I still have some jeans with stretch built in, but I actively seek out jeans that 100 percent cotton.
Preferences in Cotton Dresses
Hard to beleive that my recent post on how awesome cotton dresses are didn’t include any mention about whether they are hundred percent or not and that’s for good reason, I have a variety of dresses with a variety of cotton fiber content. I prefer the vast majority of fiber to be natural fibers (cotton, linen, silk, wool, etc.).
I think it is clear that I would love 100% cotton dresses. And that is my preference with the vast majority of clothes, household items, etc. But some fitted dresses, a small amount of spandex is ok.
That small percentage (I look at five percent or less usually) can help with fit at times though a high quality cotton fabric has some natural stretch.

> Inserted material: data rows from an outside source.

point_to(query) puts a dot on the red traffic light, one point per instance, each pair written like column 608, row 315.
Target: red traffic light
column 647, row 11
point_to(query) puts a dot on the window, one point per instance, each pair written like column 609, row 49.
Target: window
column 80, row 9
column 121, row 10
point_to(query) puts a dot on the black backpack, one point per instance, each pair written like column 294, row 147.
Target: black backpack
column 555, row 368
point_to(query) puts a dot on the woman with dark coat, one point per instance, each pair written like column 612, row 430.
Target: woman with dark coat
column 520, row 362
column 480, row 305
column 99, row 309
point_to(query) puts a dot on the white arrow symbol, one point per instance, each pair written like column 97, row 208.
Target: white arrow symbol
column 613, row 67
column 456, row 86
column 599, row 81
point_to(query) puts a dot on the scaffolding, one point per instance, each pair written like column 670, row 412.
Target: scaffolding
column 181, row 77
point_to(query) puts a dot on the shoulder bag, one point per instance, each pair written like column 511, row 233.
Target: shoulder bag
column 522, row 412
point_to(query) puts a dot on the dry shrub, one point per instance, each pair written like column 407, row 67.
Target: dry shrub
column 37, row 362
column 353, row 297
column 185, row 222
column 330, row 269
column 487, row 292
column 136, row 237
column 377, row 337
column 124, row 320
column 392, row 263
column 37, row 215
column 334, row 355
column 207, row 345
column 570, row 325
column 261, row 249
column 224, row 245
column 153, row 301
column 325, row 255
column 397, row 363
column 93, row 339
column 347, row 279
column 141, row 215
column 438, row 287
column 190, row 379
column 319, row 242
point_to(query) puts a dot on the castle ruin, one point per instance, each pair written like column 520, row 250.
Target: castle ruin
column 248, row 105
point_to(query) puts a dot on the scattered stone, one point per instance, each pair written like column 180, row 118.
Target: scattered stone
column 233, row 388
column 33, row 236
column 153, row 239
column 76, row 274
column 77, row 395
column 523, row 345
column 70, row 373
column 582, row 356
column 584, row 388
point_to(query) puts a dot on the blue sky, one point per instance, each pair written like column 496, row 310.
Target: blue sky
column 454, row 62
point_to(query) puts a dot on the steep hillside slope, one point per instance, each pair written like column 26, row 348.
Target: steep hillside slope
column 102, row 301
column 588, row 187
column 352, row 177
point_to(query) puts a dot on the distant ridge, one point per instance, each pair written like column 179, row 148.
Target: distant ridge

Other Things to Consider With Blends vs 100 Percent
When you look at the impact of fiber beyond my comfort, I think synthetics have a number of issues. Those issues make blends have a different lifecycle than 100 percent cotton products.
- Impact in the environment — Another way the different fibers work apart is to have small fiber loss in the wash, etc. those small fibers when natural will biodegrade in the environment generally but a lot of synthetic fibers can cause problems much like plastic in the environment does.
- Disposal / Recycling — If you have a 100 percent fabric, the thread can be recycled. There is a program called Blue to Green which recycles jeans into home insulation — the presence of synthetics changes that. I have a silk hat that is made from recycled silk from saris. Really awesome. But the spandex in jeans is reducing the use of the fiber later in things like money.
Various natural and synthetic fibers have different fits (this talks through some of the strengths of various natural fibers). If you mix cotton & silk (which feels LOVELY), silk tends to be stronger than cotton because of the way they are formed.